Official returns gave da Silva, who is a former two-term president, 50.9% of the vote compared to 49.1% for Bolsonaro. Da Silva will be sworn-in for a four-year term on Jan. 1.
The extremely tight race showed how politically polarized Brazil has become in recent years. Although the balloting was largely peaceful, there were several violent incidents during the campaign with authorities reporting the killings of at least four da Silva supporters at the hands of pro-Bolsonaro fanatics.
Bolsonaro, 67, a populist in the mold of former U.S. President Donald Trump, served as an army captain during Brazil's military dictatorship that lasted from 1964-85 and filled his cabinet with former officers. He repeatedly challenged the legitimacy of the election and the reliability of Brazil's electronic voting machines and hinted that he might not accept the results if he lost.

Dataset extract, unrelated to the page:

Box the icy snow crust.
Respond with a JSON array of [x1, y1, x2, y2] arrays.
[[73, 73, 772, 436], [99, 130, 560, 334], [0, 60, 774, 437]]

His anti-democratic rhetoric alarmed many Brazilians, while 77-year-old da Silva promised a return to normality.
Da Silva has promised to increase the minimum wage and jump-start the economy, which has been flagging since the COVID-19 pandemic hit Brazil and caused nearly 700,000 deaths – the world's second-highest death toll after the U.S. He has also pledged to protect the Amazon rainforest after deforestation hit a 15-year high under Bolsonaro.
His victory will help consolidate a leftward shift in Latin America where, from Mexico to Argentina, the biggest countries are run by leftist presidents.
Da Silva, speaking at a victory rally in São Paulo, acknowledged the divided nature of the electorate and called for national unity.
But he couldn't resist crowing about his ability to come back from a political near-death, saying of his adversaries: "They tried to bury me alive, but I'm here. ... Today, we are saying to the world that Brazil is back."